Although the field of CAR-M has broad prospects, its development process is also accompanied by strategy adjustment and experience accumulation. For example, earlier studies, such as MY-M11 (NCT03608618), which targets mesothelin (MSLN), and TAK-103 (NCT05164666), developed by Takeda, have been discontinued. An in-depth analysis of these cases can provide a valuable reference for follow-up research. The strategy of MY-M11 using peripheral blood mononuclear cells (PBMCs) to generate CAR-Ms in vitro and undergo intraperitoneal infusion is safe in the early stage but may not yield sufficient therapeutic advantages because of insufficient antitumor efficacy or limited cell persistence (152). The termination of these early explorations reflects the challenges of CAR-M technology in terms of cell preparation, in vivo persistence, and target selection. It also prompts the field to focus resources on more promising candidates, such as CT-0508, and motivates the development of next-generation engineering strategies (e.g., logic gating and in situ generation).

Conclusion and perspectives

7
Conclusion and perspectives
In the field of cellular immunotherapy, CAR-M, an emerging treatment method, has gradually shown great potential in tumor treatment. By integrating the innate immune characteristics of macrophages with synthetic biological modification strategies, the immunosuppressive TME can be reprogrammed, which provides a new paradigm for the treatment of solid tumors. Current studies have revealed multiple antitumor mechanisms involving the secretion of proinflammatory factors (such as TNF-α and IL-12), the induction of M1 polarization, and the enhancement of T-cell cross-presentation. However, the heterogeneity of cell sources, insufficient persistence in vivo and bottlenecks associated with large-scale production still need to be overcome.
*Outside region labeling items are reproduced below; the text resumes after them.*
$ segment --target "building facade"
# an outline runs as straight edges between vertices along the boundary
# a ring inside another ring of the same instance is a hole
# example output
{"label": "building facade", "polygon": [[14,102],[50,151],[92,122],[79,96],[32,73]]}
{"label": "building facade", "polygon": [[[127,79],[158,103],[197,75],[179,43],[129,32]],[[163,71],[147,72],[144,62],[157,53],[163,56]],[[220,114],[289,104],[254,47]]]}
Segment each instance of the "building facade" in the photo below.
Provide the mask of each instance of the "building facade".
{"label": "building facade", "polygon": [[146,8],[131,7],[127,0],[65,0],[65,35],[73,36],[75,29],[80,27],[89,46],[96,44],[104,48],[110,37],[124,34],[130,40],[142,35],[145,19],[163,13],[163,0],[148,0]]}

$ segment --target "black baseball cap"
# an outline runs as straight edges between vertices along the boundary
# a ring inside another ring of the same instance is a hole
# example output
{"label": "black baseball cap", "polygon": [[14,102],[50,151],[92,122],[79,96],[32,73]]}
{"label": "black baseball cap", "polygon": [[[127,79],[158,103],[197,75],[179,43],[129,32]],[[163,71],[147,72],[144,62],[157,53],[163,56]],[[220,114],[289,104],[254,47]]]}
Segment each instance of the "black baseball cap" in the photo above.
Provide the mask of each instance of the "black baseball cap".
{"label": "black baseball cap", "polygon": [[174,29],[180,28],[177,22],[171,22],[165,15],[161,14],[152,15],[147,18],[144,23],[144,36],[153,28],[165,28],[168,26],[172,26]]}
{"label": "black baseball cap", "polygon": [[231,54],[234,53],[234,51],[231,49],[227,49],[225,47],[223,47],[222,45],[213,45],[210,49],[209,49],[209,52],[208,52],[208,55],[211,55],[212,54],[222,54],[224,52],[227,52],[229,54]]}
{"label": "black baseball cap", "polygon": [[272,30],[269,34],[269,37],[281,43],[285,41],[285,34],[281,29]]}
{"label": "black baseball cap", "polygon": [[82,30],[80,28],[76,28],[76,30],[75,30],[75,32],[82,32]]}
Future research on CAR-M cells is expected to focus on multiple dimensions. 1) Multimodal gene editing technology: CRISPR-Cas9 and base editing technology are used to target the metabolic pathway of CAR-M or integrate the suicide switch (iCasp9) to balance efficacy and safety; 2) microenvironment-responsive intelligent design: develop light-controlled, tissue-responsive, pH- or oxygen concentration-dependent CAR logic gate systems to achieve space-time specific activation; 3) interdisciplinary technology integration: combine single-cell transcriptome sequencing and an AI-driven CAR optimization platform to analyze the dynamic functional phenotype of CAR-M and predict treatment response; 4) clinical translation verification: multicenter clinical trials were conducted to evaluate the universality of CAR-M in heterogeneous tumors, and a standardized production quality control system was established. With the coordinated development of synthetic biology, computational immunology and precision medicine, CAR-Ms are expected to overcome the barriers associated with solid tumor treatment and become the core pillar of the next generation of tumor immunotherapy.